Written and Directed by Eamon Grennan

First performed at The Yacht Club Howth for Stonecoast MFA Creative Writing Programme - January 10th 2013 First performed at Clifden Arts Festival - September 21st 2010

Ferry is a play for two voices playing five characters. Unlike the other three pieces presented over the past few years, it is an original play. It’s title remembers the myths that portray the passage after death to the next world, “the other side,” as a journey on a ferryboat in charge of the mythic ferryman, Charon. What we represent here is one such journey. The “passengers” in this case are an old Irishman, a younger Irishman, an old Irishwoman, a younger woman (English, whose mother was Irish), and a philosopher (roughly based on Ludwig Wittgenstein, who spent some time out in a cottage in Rosroe, on the coast of Connemara).

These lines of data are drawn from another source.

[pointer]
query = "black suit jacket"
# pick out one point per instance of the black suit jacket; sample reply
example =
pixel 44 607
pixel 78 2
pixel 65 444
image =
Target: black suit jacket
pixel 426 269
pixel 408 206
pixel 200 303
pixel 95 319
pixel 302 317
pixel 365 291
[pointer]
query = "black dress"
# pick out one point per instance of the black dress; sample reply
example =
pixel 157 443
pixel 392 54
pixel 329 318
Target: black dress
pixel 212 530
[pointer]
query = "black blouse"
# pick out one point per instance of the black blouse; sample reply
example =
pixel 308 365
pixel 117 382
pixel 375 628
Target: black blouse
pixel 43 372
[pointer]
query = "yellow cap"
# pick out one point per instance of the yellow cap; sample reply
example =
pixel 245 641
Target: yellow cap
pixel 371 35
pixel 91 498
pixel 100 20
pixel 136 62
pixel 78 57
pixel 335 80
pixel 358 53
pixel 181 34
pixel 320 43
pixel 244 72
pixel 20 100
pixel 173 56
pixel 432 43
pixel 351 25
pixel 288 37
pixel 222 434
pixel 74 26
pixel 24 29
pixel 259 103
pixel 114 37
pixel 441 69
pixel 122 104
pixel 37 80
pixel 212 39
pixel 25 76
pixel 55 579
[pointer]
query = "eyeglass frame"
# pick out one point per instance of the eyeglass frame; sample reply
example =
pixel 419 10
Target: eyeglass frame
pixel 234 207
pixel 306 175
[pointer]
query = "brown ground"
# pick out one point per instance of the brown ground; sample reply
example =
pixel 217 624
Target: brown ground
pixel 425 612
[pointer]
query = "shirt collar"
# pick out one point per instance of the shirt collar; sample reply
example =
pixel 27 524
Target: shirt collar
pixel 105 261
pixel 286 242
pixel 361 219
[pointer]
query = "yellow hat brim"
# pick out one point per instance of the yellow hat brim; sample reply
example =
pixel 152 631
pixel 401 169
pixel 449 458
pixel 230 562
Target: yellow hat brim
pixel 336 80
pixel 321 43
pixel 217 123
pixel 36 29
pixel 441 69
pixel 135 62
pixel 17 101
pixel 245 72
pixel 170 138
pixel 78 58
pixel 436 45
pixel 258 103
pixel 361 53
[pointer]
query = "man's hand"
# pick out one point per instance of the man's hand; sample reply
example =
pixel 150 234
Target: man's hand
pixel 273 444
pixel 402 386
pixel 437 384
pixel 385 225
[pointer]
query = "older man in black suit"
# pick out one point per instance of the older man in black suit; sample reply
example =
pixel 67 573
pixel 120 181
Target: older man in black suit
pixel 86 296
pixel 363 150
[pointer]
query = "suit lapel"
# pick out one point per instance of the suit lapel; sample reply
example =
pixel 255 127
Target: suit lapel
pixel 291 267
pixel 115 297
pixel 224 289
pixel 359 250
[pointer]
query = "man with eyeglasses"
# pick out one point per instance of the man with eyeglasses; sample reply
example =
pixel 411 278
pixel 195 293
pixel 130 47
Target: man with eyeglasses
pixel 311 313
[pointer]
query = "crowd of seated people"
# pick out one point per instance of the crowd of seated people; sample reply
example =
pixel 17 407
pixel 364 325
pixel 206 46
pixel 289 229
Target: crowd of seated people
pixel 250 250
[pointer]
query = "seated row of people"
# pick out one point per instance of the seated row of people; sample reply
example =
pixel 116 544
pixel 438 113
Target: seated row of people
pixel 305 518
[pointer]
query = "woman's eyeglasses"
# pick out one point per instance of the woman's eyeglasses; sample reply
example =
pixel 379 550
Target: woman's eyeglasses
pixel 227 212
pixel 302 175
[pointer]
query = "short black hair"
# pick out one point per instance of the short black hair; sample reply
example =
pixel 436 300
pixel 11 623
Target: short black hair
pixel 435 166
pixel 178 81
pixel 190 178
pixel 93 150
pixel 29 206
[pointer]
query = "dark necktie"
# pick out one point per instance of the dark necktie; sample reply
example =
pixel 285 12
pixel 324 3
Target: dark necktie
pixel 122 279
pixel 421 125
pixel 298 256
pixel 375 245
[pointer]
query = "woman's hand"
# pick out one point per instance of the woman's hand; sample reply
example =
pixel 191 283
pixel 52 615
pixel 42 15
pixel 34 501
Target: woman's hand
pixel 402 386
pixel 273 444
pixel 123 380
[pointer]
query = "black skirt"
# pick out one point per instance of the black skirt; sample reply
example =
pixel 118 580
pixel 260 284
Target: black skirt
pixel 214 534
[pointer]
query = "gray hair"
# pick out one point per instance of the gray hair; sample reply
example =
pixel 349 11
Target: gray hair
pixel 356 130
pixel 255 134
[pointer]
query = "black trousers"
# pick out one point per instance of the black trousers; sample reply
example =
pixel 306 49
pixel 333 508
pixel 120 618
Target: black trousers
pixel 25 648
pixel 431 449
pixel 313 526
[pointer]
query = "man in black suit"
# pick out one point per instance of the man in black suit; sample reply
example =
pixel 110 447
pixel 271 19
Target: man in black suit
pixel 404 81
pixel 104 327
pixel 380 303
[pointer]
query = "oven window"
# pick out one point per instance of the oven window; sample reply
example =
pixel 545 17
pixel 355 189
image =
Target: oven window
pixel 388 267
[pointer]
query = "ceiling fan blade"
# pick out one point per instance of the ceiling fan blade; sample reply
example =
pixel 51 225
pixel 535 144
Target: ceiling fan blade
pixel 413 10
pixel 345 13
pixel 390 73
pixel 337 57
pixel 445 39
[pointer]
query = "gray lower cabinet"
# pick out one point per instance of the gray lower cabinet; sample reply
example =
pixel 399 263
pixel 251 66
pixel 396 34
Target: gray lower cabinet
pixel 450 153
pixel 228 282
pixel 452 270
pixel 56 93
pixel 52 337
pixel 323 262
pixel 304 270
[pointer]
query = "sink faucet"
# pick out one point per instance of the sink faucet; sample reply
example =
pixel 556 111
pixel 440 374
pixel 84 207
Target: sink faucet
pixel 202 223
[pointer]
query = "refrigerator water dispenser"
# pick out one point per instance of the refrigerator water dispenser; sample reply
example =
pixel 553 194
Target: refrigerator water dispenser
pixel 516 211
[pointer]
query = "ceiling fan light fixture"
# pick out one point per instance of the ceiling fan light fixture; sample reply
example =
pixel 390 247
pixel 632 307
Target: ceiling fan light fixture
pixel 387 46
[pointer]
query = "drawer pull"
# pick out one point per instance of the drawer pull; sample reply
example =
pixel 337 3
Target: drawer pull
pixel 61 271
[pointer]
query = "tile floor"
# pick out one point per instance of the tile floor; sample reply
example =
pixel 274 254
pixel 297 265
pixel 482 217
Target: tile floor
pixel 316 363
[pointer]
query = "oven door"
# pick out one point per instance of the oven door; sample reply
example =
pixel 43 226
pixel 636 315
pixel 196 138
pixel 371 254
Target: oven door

These five strangers, played by our two voices, talk to one another or to themselves, revealing fragments of their lives now left behind them. The bits and pieces that emerge in this way form a collage meditation on life and death, religion, violence, ambition, body, spirit, language itself, and memory. What they offer us are some random but pivotal moments that mattered in these ordinary or not so ordinary lives. Between short exchanges and longer soliloquies we get to know a little about these different, wounded lives.